1. “Because of My Poor Education”

Morrissey blasts his working-class education (a PE teacher molested him), credits music and television with helping him escape his Dickensian-like upbringing, and touts what he learned by devouring the poetry of Edward Lear, Hilaire Bellow, Dorothy Parker, Oscar Wilde, Steve Smith, W.H. Auden and John Betjeman.

3. “Sing Your Life”

During the late 1960s, Morrissey worshipped the Love Affair, the Foundations, and the Small Face but it is the sparkly arrival of David Bowie in 1972, featured prominently on the ITV pop show “Lift Off With Ayshea,” that Morrissey realized that “only in British pop music [could anything happen].” He writes that, at the time, and likely still, he thought that “all human activity is fruitless when pitted against the girls and boys singing on pop television, for they have found the answer as the rest of us search for the question. I will sing, too. If not, I will have to die.”

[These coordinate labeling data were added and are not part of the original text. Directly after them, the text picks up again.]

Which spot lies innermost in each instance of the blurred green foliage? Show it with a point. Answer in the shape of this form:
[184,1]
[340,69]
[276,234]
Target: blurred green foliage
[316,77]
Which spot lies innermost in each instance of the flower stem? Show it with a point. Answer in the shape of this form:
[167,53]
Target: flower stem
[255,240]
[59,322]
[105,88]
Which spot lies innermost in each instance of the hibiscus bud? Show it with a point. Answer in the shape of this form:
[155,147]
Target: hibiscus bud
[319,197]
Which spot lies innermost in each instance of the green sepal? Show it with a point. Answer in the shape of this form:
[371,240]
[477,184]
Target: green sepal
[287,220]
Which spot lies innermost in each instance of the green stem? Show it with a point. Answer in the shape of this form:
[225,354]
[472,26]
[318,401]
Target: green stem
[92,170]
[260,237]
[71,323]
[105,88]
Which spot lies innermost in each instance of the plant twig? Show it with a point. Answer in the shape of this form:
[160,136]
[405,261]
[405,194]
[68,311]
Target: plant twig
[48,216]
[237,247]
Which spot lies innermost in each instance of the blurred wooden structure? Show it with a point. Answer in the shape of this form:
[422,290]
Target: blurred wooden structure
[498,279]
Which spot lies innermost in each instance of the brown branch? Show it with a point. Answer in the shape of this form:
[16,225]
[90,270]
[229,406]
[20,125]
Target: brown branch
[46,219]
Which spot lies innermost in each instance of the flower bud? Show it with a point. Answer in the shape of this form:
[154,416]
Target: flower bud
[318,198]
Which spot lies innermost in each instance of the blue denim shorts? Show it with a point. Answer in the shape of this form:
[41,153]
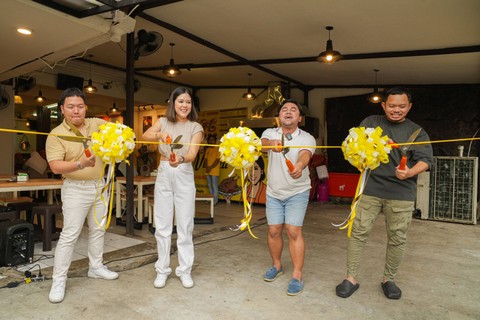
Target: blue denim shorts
[289,211]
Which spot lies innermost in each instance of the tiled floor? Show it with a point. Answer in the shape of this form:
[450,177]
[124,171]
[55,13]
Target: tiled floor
[45,258]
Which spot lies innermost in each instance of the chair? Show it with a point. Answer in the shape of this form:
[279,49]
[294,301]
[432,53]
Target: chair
[49,229]
[123,202]
[20,204]
[7,213]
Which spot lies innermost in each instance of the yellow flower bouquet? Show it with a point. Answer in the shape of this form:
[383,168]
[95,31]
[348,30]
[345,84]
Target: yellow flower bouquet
[113,143]
[240,148]
[365,149]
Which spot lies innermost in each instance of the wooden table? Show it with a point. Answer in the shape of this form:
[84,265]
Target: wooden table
[139,182]
[32,185]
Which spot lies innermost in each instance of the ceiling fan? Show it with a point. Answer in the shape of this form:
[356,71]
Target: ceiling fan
[23,84]
[147,43]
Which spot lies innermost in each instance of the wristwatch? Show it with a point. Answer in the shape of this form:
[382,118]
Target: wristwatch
[79,165]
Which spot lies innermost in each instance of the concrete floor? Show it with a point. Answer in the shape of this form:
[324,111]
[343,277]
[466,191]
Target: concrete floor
[439,276]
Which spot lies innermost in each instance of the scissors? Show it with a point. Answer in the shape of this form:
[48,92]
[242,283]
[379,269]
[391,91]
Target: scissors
[285,150]
[80,139]
[173,146]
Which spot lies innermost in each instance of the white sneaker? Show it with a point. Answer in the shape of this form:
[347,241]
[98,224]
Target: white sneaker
[57,292]
[187,281]
[102,273]
[160,280]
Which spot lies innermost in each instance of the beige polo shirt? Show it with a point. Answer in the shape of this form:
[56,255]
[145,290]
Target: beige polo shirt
[59,149]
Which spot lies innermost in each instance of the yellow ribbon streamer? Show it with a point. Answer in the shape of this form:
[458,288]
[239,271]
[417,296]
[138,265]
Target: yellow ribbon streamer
[240,148]
[348,223]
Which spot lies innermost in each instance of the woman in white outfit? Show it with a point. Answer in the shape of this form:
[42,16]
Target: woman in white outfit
[175,186]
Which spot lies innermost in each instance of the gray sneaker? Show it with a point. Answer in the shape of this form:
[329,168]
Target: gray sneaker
[102,273]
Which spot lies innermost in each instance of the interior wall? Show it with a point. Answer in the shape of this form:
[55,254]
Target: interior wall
[7,121]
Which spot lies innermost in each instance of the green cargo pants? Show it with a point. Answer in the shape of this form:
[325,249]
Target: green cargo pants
[398,215]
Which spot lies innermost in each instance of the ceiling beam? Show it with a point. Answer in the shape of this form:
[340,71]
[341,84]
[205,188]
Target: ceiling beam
[86,9]
[221,50]
[354,56]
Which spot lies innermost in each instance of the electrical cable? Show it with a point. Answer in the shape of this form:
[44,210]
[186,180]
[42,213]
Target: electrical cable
[471,141]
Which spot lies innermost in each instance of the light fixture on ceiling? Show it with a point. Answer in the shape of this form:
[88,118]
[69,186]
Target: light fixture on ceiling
[375,96]
[113,110]
[24,31]
[18,98]
[249,95]
[329,56]
[90,88]
[171,70]
[40,98]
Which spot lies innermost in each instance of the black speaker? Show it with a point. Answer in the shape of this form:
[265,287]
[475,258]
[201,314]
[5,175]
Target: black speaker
[17,241]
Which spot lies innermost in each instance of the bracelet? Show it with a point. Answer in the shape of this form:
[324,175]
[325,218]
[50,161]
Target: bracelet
[79,165]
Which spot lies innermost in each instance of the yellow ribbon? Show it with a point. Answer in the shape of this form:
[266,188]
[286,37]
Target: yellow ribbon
[348,223]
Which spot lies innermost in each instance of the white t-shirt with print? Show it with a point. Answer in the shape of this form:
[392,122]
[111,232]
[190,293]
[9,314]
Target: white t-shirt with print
[279,183]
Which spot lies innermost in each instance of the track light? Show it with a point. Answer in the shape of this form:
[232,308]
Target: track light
[90,88]
[113,109]
[329,56]
[18,98]
[375,96]
[249,95]
[171,70]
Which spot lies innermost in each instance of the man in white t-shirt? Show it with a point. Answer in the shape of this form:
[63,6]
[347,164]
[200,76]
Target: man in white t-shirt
[288,190]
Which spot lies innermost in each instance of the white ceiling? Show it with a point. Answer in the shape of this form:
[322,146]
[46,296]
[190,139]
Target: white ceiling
[267,29]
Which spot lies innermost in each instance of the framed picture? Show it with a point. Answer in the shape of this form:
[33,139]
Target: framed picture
[147,122]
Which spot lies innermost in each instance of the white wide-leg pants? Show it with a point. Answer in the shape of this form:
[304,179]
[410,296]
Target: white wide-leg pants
[174,194]
[78,199]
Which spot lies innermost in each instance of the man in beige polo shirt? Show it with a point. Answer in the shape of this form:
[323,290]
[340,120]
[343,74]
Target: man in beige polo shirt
[80,200]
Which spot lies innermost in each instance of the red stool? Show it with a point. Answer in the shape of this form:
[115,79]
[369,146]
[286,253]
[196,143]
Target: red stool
[49,230]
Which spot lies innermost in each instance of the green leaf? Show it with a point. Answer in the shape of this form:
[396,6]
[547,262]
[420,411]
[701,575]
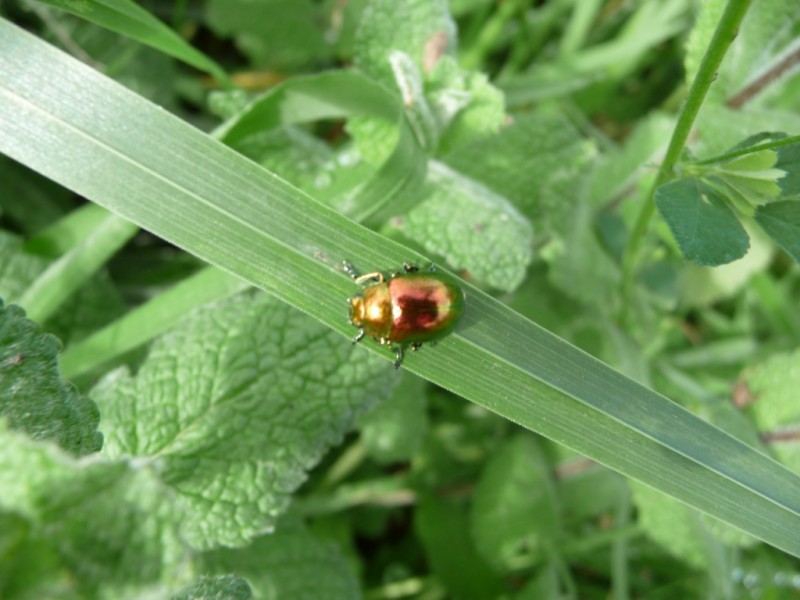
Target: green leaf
[64,276]
[147,321]
[618,169]
[514,510]
[773,388]
[201,196]
[467,106]
[444,530]
[90,306]
[105,523]
[33,397]
[224,587]
[393,431]
[289,563]
[227,405]
[789,162]
[387,26]
[130,19]
[781,222]
[29,564]
[336,95]
[472,227]
[705,228]
[536,162]
[675,527]
[281,34]
[763,41]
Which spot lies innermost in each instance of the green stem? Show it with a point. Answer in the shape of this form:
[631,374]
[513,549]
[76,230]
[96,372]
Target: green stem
[723,37]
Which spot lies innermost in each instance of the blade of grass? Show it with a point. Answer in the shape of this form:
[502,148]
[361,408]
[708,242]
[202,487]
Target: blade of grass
[173,180]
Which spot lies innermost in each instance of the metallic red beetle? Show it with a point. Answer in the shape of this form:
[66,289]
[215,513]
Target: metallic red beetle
[405,309]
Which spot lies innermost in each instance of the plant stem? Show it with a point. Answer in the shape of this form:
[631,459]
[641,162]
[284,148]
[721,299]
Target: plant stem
[723,37]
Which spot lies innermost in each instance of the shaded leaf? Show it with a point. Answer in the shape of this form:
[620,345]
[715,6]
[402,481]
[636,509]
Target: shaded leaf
[33,397]
[705,228]
[236,405]
[781,222]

4. “I’ve Changed My Plea to Guilty”

After years of playing coy about his sexuality, the “asexual” Morrissey describes his two-year relationship with photographer Jake Walters, which began in 1994. “For the first time in my life the eternal ‘I’ becomes ‘we,’ as, finally, I can get on with someone,” he writes. However, Morrissey stops short of labeling himself gay. Instead, after his book’s publication, Morrissey denied being gay. “In technical fact,” he said in a statement, “I am humasexual. I am attracted to humans.” Just not many of them, he added.

5. “Such a Little Thing Makes Such a Big Difference”

Morrissey wasn’t as enamored with the The Smiths’ song “There Is a Light That Never Goes Out,” suggesting to band mate Johnny Marr that they leave it off the album The Queen is Dead. Morrissey writes that “it is often a relief to be wrong,” since the song became – and remains – one of the most popular songs by The Smiths.

6. “We Hate When Our Friends Become Successful”

Morrissey claims that the creative team behind the sitcom Friends invited him to perform with Phoebe (Lisa Kudrow) at the show’s fictional café, Central Perk.

7. “I Know Very Well How I Got My Name”

Morrissey knows why you don’t like him and doesn’t care. “Whenever I’d overhear how people found me to be ‘a bit much’ (which is the gentle way of saying the word ‘unbearable’), I understood why. To myself I would say: Well, yes of course I’m a bit much—if I weren’t, I would not be lit up by so many lights.”

8. “Something is Squeezing My Skull”

He devotes less than 20 percent of the book’s sprawling 457 pages to his time with The Smiths, complaining about their record label and how the group’s singles allegedly underperformed. Morrissey is less forthcoming about the band’s eventual dissolution, though he lays some of the blame at Marr becoming envious of Morrissey’s rising star.

9. “I’m the End of the Family Line”

Morrissey thinks little of children, describing how he and his friend Tina Dehghani talked about having a baby – what Morrissey called a “miniature mewling monster” – together.